Note: I buy the little can of chipotles, and freeze the unused portion. When I know I’m going to make a batch of beans, I take the peppers out of the freezer the night before to thaw enough to take a couple out. Or you can nuke ‘em for a few seconds to thaw just a couple. I keep refreezing them until their gone. They are fine through all this freezing/thawing.

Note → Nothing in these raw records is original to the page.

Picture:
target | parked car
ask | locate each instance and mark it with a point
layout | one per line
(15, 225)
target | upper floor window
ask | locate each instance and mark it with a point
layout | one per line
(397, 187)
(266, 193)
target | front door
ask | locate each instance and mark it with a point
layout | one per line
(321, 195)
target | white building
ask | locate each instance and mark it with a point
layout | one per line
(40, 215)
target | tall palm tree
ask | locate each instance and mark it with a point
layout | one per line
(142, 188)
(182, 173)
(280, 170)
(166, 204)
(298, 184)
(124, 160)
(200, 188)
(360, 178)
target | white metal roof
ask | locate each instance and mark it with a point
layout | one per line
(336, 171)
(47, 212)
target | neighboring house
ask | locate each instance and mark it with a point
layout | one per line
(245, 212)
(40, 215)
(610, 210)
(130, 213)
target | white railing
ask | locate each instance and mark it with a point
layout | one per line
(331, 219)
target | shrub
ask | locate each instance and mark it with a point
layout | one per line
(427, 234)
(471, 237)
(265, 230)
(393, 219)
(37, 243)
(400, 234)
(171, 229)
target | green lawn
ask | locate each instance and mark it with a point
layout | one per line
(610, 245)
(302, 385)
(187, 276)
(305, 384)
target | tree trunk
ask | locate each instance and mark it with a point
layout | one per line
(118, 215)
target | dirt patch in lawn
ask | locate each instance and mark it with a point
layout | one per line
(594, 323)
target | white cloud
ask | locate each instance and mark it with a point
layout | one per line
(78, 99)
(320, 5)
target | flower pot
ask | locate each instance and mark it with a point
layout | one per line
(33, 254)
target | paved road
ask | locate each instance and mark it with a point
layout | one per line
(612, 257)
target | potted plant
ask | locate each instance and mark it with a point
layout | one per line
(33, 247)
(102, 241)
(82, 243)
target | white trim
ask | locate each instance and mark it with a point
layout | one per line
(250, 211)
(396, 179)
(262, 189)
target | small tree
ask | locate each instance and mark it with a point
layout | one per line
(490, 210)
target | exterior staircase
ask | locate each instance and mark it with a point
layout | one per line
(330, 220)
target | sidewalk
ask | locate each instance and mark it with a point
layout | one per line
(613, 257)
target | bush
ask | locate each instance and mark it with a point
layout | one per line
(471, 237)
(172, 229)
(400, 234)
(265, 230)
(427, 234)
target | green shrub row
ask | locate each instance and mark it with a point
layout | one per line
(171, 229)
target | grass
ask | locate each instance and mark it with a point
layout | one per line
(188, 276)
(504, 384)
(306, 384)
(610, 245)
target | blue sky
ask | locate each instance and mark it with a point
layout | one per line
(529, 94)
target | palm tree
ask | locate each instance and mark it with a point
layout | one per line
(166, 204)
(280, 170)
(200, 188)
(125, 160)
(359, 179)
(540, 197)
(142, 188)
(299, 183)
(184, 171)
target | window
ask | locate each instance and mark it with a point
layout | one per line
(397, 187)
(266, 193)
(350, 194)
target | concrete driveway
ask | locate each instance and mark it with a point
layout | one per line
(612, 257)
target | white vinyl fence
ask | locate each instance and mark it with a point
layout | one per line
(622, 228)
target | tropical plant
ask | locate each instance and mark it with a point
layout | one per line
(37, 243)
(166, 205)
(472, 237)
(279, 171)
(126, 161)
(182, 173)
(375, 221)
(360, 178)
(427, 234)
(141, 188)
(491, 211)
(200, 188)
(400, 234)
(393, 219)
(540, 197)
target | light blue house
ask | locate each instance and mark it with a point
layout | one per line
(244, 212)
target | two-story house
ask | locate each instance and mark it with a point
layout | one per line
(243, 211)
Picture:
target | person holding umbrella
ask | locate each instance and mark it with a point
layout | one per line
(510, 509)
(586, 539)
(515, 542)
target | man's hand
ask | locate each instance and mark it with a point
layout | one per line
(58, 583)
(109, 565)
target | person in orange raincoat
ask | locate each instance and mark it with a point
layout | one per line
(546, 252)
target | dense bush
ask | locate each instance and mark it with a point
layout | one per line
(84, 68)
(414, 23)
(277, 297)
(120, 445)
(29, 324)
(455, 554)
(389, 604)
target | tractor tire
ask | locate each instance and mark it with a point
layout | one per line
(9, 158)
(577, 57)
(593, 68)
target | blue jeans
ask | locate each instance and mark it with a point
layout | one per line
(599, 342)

Ruth Morrison's Sour Cream Potatoes
From Liz Schneider
Liz Schneider, wife of Farmer Ed
1 package frozen country hashbrowns
1/2 C butter or margarine
1C grated cheddar cheese
1 can real bacon bits
3-4 chopped green onions
1 pt sour cream
salt and pepper to taste
  
Mix all ingredients together and spread into a 9x13" pan. Pop it into a 350* oven, uncovered, for about 60 minutes. You can also put it into a crock pot on high for about 3 hours.  If you double this recipe, you'll have enough for about 20 people!  This is Robin's favorite recipe to serve with ham. 


Fresh Corn Salad
From Liz Schneider

6 ears fresh picked corn, cooked and the kernels cut off or about five cups frozen corn thawed.
One each orange and red pepper diced fine
1 cup Diced red onion
1 1/2 cup Diced tomatoes

Mix all but tomatoes, and dress with dressing. Let marinade a couple of hours in the fridge. Just before serving add tomatoes.

Dressing
1/2 c. Olive oil
3 T sherry vinegar, or red wine vinegar
2 tsp. chili powder
1 tsp. cumin
1/4 c. Chopped cilantro

Mix well and pour over salad.

Grandma’s Potato Soup
From Liz Schneider

5 to 6 Large Washington Russet Potatoes washed, peeled, and chunked
2 to 3 Smoked Ham Hocks
1 Large Onion cut into small pieces
1 to 2 Quarts Water
8 Whole Allspice
1 Quart Whole Milk
2 cups Sour Cream
Salt and Pepper
A little Instant Potato flakes (if needed)
1 teaspoon Fresh Parsley (if wanted)
In a large soup pot put the water, smoked ham hocks, onion, and whole allspice - the water should cover the meat. Boil until meat can be pulled off the bones about 1 to 1 ½ hours. Take ham hocks out and pick off the meat, discarding gristle, fat and bone.Scoop out the
allspice and to the pot add 5 or 6 large Washington potatoes and the cleaned meat. At this point if the water doesn’t cover the potatoes add enough so it does. Simmer till the potatoes are soft. Mash the potatoes in the pot and add the whole milk. Simmer a bit, salt and pepper to taste. Now just before serving add the sour cream. Stir until all mixed in. Do not let the soup boil since it will curdle. If soup is too thin you can thicken it with a little instant mashed potato flakes. Sprinkle with fresh minced parsley if you want.




BEST! Lentil Soup
From Robin W.L.

This recipe is a family favorite, and is full of flavor. TheWeeLaddie eats it up and asks for more! We make this delicious soup all fall and winter long, with lentils grown on our own farm! Can't beat the taste of something you produced yourself!  The hot dogs give this soup a lot of flavor and make it kid-friendly!

2 C. dry lentils
2½  qt. water
1½  tsp. salt
¼ tsp. pepper
1 bay leaf
2 whole cloves
Dash of cayenne
1 ham bone
¼ C. butter
1 lg. carrot, chopped
1 lg. onion, chopped
¾ C. celery, chopped
1 clove garlic, pressed
6-8 sliced hot dogs (you can substitute diced ham)
Garnish with fresh parsley and Parmesan cheese


Rinse dry lentils well.  Simmer everything together except ham and garnish, until the lentils are soft and the whole soup looks creamy (several hours).  I also add 2 chicken boullion cubes, which adds lots of flavor and sodium - so omit the salt.  You may put this into the crock pot in the morning on high for 1 hour, then set to low for the whole day.  2 hours before serving, add hot dogs and simmer gently.  Garnish with parsley and Parmesan cheese.  You can double this; it freezes great.